Die folgenden drei (03) Herausforderungen begegnen Herstellern am häufigsten:
- Definition der PMCF-Ziele: Die Ziele sollten klar und erreichbar formuliert sein, was sich als sehr schwierig erweisen kann. Gleichzeitig müssen sie mit der Zweckbestimmung, dem vorgesehenen Anwender und dem Risikoprofil des Produkts im Einklang stehen. Hersteller können Datenquellen wie Patientenregister, elektronische Gesundheitsakten, öffentliche Gesundheitsdatenbanken und andere nutzen, um die Ziele festzulegen. Es ist zu beachten, dass es sich hierbei nicht um eine Studie zu Anwendungen außerhalb der zugelassenen Indikation (Off-Label-Use) handelt.

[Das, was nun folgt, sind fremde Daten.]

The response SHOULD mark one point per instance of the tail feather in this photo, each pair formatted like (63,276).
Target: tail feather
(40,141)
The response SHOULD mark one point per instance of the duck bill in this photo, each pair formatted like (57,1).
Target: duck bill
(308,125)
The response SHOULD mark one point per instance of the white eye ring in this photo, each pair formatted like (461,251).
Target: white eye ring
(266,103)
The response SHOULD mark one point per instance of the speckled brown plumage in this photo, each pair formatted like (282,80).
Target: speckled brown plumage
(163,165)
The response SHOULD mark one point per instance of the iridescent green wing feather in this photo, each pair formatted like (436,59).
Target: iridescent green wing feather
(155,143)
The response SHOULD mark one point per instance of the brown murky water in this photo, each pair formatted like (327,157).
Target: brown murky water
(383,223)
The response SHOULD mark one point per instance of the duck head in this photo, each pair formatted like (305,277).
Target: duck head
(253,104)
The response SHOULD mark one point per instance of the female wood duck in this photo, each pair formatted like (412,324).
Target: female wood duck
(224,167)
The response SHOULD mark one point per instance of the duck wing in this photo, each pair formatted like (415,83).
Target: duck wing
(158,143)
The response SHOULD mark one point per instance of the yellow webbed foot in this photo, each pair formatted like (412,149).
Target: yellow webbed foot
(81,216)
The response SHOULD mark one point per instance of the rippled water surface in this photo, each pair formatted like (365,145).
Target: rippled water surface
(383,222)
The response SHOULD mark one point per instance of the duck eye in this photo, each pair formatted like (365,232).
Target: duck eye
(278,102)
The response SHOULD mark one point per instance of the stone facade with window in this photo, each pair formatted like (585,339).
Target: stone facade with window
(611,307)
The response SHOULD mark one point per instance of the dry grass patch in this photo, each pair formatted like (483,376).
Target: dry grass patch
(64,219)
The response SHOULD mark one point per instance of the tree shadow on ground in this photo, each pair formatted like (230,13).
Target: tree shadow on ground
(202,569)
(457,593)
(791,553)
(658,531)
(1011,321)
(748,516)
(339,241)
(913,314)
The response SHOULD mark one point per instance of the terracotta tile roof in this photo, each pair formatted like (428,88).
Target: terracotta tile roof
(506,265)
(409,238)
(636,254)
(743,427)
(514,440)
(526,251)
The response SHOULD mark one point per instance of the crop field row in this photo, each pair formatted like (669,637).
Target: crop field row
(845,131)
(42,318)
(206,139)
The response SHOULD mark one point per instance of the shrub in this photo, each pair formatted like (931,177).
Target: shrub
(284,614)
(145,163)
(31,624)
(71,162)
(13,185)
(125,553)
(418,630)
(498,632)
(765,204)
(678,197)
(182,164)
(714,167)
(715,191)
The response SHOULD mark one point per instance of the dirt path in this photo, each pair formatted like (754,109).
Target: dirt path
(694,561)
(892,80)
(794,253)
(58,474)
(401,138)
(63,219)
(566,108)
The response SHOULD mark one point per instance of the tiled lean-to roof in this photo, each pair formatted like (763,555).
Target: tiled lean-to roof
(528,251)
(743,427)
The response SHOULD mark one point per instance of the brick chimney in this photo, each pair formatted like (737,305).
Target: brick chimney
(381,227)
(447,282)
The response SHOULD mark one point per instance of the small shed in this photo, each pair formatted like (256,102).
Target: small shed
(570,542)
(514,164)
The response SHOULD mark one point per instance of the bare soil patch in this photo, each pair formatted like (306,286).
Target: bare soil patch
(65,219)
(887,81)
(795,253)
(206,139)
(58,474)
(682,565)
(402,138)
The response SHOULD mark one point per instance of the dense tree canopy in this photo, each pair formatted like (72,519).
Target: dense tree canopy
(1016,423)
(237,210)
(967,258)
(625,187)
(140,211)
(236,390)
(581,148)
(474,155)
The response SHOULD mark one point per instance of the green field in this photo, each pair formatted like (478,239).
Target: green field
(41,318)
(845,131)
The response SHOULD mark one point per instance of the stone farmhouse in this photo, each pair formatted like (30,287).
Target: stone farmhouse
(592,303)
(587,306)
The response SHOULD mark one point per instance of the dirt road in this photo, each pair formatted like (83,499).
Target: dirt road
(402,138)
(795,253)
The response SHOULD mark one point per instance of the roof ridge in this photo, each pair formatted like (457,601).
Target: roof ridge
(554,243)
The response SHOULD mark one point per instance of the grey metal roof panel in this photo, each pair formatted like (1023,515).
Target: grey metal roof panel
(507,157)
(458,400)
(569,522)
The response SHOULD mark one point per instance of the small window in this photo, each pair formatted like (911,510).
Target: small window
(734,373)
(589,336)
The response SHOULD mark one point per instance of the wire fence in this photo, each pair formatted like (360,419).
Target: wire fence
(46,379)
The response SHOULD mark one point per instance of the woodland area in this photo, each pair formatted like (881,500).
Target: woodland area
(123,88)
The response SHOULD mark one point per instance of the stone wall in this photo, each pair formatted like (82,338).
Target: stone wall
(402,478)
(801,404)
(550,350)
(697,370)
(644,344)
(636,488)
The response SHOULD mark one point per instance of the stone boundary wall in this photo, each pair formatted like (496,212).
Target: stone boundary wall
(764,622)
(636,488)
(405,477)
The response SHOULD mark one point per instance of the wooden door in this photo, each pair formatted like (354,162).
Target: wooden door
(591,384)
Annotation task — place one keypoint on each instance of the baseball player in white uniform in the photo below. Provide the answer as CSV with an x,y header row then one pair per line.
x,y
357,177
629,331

- Auswahl geeigneter Studiendesigns und Protokolle: Die Wahl passender Studiendesigns und Protokolle kann eine Herausforderung darstellen, da ein Gleichgewicht zwischen wissenschaftlicher Strenge und praktischer Machbarkeit gefunden werden muss, wobei Faktoren wie Studiengröße, Dauer und Patientenrekrutierung zu berücksichtigen sind. Die Konsultation von regulatorischen Experten zur Identifizierung und Bewertung verschiedener Studiendesigns und Protokolle hat sich als vorteilhaft erwiesen.

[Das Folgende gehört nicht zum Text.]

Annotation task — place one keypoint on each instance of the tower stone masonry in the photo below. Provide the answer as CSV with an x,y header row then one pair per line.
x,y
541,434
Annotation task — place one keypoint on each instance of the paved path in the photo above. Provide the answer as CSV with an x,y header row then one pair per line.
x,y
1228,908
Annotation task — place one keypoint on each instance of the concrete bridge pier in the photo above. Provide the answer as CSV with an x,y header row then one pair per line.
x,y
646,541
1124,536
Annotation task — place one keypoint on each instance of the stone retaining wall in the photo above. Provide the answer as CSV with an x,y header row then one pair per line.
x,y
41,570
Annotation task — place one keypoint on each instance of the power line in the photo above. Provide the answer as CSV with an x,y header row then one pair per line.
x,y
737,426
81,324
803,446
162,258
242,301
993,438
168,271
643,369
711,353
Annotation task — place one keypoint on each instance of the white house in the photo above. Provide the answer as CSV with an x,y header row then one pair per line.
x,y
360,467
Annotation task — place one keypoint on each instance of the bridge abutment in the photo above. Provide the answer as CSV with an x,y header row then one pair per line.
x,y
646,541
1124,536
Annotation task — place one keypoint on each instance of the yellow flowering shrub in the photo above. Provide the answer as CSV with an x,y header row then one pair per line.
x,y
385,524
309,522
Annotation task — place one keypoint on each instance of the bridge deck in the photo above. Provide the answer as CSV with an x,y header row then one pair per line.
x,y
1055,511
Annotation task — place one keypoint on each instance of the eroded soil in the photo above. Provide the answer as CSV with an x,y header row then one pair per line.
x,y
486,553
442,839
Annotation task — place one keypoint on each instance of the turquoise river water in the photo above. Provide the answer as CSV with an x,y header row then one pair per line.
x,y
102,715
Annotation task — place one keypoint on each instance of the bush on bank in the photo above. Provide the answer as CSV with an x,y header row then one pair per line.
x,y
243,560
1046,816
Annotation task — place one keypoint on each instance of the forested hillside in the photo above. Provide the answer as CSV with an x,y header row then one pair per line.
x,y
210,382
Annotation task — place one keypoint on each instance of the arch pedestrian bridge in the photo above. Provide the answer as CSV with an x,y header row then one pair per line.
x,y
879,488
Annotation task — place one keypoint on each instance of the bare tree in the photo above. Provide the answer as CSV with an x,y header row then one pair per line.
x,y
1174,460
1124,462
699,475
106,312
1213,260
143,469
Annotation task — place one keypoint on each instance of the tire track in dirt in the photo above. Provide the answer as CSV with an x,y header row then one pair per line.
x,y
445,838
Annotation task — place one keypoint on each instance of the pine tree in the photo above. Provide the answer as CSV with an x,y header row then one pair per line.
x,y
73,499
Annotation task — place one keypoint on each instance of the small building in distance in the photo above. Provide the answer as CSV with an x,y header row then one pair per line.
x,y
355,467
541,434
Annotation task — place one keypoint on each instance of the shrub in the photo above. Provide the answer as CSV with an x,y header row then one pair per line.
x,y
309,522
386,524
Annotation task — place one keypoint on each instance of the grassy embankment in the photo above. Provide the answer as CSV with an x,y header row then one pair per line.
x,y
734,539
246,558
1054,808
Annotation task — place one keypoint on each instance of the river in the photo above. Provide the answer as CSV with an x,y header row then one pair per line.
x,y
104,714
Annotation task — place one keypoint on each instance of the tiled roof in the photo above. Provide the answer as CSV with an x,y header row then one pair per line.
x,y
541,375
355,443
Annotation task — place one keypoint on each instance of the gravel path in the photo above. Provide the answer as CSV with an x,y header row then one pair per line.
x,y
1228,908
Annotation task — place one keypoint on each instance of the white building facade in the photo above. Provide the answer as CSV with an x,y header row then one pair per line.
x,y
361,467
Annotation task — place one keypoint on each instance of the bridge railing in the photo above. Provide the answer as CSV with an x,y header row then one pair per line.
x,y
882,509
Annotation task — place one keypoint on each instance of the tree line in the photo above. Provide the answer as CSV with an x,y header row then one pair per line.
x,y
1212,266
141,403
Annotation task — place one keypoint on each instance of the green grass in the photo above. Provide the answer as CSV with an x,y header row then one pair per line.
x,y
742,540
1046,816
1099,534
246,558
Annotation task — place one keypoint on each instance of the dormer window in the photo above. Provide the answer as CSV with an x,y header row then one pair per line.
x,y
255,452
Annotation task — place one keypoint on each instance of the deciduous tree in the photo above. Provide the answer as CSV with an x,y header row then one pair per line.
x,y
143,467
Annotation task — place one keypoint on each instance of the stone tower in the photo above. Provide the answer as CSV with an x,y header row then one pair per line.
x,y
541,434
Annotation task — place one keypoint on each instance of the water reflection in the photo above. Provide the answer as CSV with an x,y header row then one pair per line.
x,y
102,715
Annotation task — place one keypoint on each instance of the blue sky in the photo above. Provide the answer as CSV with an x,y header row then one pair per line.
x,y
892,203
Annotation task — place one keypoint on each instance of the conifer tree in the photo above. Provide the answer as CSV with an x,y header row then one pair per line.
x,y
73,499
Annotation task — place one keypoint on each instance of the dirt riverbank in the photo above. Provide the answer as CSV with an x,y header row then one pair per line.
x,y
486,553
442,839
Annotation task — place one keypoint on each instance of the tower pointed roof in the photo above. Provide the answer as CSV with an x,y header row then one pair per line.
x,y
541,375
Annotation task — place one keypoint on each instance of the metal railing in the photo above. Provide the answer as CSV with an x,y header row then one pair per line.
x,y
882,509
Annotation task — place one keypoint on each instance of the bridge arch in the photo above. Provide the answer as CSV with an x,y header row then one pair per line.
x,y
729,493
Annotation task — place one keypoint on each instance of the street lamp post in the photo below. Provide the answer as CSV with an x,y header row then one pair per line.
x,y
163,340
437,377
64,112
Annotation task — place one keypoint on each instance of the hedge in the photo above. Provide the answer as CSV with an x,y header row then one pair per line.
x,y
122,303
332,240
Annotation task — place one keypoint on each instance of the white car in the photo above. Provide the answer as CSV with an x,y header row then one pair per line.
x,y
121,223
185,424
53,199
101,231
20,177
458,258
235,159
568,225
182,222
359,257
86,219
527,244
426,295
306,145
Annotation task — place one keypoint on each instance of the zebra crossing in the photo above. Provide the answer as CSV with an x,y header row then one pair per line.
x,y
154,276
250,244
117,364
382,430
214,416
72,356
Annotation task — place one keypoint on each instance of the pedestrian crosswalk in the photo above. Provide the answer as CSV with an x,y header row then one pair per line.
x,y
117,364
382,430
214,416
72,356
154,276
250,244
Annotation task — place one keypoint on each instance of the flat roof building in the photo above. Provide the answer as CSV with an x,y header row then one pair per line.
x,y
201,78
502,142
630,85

- Unvorhergesehene Ereignisse: Selbst bei sorgfältiger Planung und Durchführung der PMCF-Studie können Ereignisse wie Änderungen in der klinischen Praxis, das Auftreten neuer Nebenwirkungen oder regulatorische Änderungen eintreten, die vom bestehenden Plan abweichen. Die einzige Möglichkeit, solche Umstände zu meistern, besteht darin, vorbereitet zu sein, die Sicherheit und Wirksamkeit der Produkte stets proaktiv zu überwachen und im dynamischen regulatorischen Umfeld auf dem Laufenden zu bleiben.

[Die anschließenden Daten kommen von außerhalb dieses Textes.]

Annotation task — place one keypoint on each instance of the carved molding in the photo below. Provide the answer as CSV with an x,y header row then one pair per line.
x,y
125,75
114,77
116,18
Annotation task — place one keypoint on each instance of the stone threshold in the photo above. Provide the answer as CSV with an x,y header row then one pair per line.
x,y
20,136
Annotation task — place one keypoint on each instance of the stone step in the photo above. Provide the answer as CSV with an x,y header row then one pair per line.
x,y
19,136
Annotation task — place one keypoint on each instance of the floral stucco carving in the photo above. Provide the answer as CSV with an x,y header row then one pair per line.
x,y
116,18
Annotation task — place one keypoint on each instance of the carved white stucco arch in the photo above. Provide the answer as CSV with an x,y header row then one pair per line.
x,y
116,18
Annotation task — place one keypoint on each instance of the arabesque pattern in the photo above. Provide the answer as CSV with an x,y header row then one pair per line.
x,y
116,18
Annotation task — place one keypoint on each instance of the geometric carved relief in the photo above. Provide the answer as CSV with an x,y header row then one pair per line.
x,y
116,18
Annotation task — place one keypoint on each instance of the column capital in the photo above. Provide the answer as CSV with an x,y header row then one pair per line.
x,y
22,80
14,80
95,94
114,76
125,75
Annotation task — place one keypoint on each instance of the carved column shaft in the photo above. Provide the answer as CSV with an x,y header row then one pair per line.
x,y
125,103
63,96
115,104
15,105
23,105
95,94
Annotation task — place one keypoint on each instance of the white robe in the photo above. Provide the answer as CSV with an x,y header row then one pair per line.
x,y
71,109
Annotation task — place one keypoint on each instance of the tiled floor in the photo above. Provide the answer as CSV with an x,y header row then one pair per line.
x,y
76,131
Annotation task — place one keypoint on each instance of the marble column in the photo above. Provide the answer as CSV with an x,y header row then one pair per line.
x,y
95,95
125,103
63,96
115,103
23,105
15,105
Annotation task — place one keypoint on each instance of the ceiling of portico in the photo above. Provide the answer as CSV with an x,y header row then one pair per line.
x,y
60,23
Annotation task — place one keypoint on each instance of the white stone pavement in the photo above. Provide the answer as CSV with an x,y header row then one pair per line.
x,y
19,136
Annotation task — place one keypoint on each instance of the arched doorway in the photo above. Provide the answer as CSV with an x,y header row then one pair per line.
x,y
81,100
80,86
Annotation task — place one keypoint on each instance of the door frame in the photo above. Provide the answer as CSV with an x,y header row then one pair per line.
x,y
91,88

Die Bedeutung und Wichtigkeit des PMS-Systems kann weder geleugnet noch vernachlässigt werden, und PMCF ist einer der entscheidenden Bausteine zur Gewährleistung der Sicherheit und Wirksamkeit eines Produkts. Hersteller müssen über einen klar definierten PMCF-Plan verfügen, der die Verfahren und Methoden zur Erfassung und Auswertung klinischer Daten darlegt. Trotz der Herausforderungen lassen sich Risiken durch die Einhaltung regulatorischer Anforderungen und Investitionen in wichtige Ressourcen minimieren, sodass die Sicherheit und Wirksamkeit des Produkts über dessen gesamten Lebenszyklus hinweg gewährt bleibt.